El cuarto fue un torancanazo huidizo y manso. Frascuelo anduvo más rápido en buscar con la acorazada del castoreño las querencias. El hombre se estrelló contra el muro. De medios viajes. Cazó una media estocada habilidosa. El quinto era un buque de 624 kilos camino de los seis años. Tremendo. Garibay ya el año pasado se llevó un pablorromero de 672 kilos. El hombre tiene mano… De caballo a caballo, lo majaron en un puyazo en la querencia con el jaco hasta los medios. No había modo de otra cosa. Fernando Galindo se ganó el sueldo en la brega. De uno en uno por la derecha viajaba el torazo. A su aire. De otra forma no lo hubiera consentido. Y aún así se rajó pronto.

Otro enorme era el sexto, largo y hondo. Un puyazo corrido de refilón en la querencia. Castaño lo puso en largo en la contraquerencia y el toro fue. Y lo volvió a colocar todavía más en largo en otro en el que también se arrancó con alegría. Y una vez más, aunque el toro al llegar no se emplease y se soltase. Pero fue un espectáculo el galope. ¡Qué generoso Castaño! La afición lo agradeció. Tito Sandoval valiente. No se desmonteró Castaño. Un cambio de mano enorme. Y un pase de pecho recio. En los medios, distancia y atadas las zapatillas. La arrancada del toro era con todo. Cuatro y el de pecho. Y otra vez igual muy encajado. Más por abajo el torero que la embestida por la izquierda. Ya estaba hecha la faena. Por la derecha lo aguantó ya apagado el fondo. Se arrimó como una bestia. Tenía la oreja. Media estocada tendida y descabello la impidieron. No suficiente causa para no pedir la oreja. La vuelta al ruedo fue de ley. De peso.

Ficha:

Monumental de las Ventas. Miércoles, 30 de mayo de 2012. Vigésima de feria. Tres cuartos de entrada. Toros de Carriquiri, casi todos cinqueños, desiguales dentro de la seriedad, el frenado 3º más lavado; mansos y parados; el 1º de marcada querencia en chiqueros; el 2º, tundido en el caballo, quiso sacar buen aire en la muleta; tremebundo el viejo 5º, que se rajó pronto; hondo y enorme el 6º de alegre juego en el caballo, noblón y con la duración contada en la muleta.

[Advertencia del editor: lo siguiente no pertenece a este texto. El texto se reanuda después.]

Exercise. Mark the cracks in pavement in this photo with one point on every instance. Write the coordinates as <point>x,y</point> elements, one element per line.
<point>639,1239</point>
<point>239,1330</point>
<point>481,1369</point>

Frascuelo, de marfil y oro. Estocada corta atravesada y delantera (silencio). En el cuarto, media estocada habilidosa (silencio).

Ignacio Garibay, de tostado y oro. Cuatro pinchazos y estocada (silencio). En el quinto, estocada desprendida. Aviso (silencio).

Javier Castaño, de azul marino y oro. Estocada tendida y descabello (ovación). En el sexto, media estocada tendida y descabello (vuelta al ruedo).